The panelists noted that many patients, when blindfolded, could be induced to convulsions if they merely
thought
they were being subjected to Mesmeric methods. Hence, the royal panelists concluded in August 1784 that Mesmer’s “cures” were all in the imagination, induced either by the charisma of the healer or by the copycat effect of convulsions that occurred en masse in séances. In their report to the king, the Franklin commission members wrote that their “decisive experiments” had proved “that the imagination alone produces all the effects attributed to magnetism; & when the imagination does not act, there are no more effects.”

Left unaddressed by commission members was the question of why the subject’s imagination should produce any results at all. Content to dispel notions of etheric magnetism, commission members left dangling what may have been their most significant observation. Regardless, the panel’s conclusions irreversibly sullied Mesmer’s reputation. He never again resided in Paris. Mesmer eventually returned to the German-speaking Swiss region where he was born and lived out a mostly quiet existence, corresponding with supporters and seeing patients until his death in 1815.

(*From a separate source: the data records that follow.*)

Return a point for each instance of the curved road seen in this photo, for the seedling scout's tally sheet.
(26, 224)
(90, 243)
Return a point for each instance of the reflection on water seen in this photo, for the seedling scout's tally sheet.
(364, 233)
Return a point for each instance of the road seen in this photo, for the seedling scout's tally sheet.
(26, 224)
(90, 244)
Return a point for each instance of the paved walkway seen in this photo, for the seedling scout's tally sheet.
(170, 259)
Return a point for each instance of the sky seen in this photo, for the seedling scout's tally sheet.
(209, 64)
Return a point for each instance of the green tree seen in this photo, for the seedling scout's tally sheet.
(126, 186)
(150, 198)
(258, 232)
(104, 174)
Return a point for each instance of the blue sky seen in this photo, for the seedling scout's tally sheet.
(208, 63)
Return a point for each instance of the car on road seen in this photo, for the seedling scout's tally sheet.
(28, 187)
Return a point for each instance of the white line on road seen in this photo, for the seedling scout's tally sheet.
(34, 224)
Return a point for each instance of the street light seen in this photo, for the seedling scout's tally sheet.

Until the end of his life, Mesmer stood by his theories of etheric fluid. Yet the healer’s protégés edged away from questions of animal magnetism. They adopted a more psychological language. One of the most gifted of them, the Marquis de Puységur, undertook experiments in late 1784 and early 1785 that persuaded him that the suggestive powers of the Mesmerist, and his “rapport” with the patient, was the agency behind the reported cures.

“Animal magnetism,” Puységur wrote, “lies not in the action of one body upon another, but in the action of thought upon the vital principle of the body.” In terms Mesmer would not use, the student made the connection between mind and body.

Puységur fashioned a terminology that was remarkably anticipatory of the tone found in later generations of motivational psychology. When Puységur was dispatched to take command of a French artillery regiment in Strasbourg in August 1785, he began teaching classes in Mesmerism to a local Freemasonic lodge. At the end of the course, the Mesmerist gave his students an affirmation that extolled the forces of the mind:

I believe in the existence within myself of a power.

From this belief derives my will to exert it.

The entire doctrine of Animal Magnetism is contained in two words:
Believe and want
.

I
believe
that I have the power to set into action the vital principle of my fellow-men; I
want
to make use of it; this is all my science and all my means.

Believe
and
want
, Sirs, and you will do as much as I.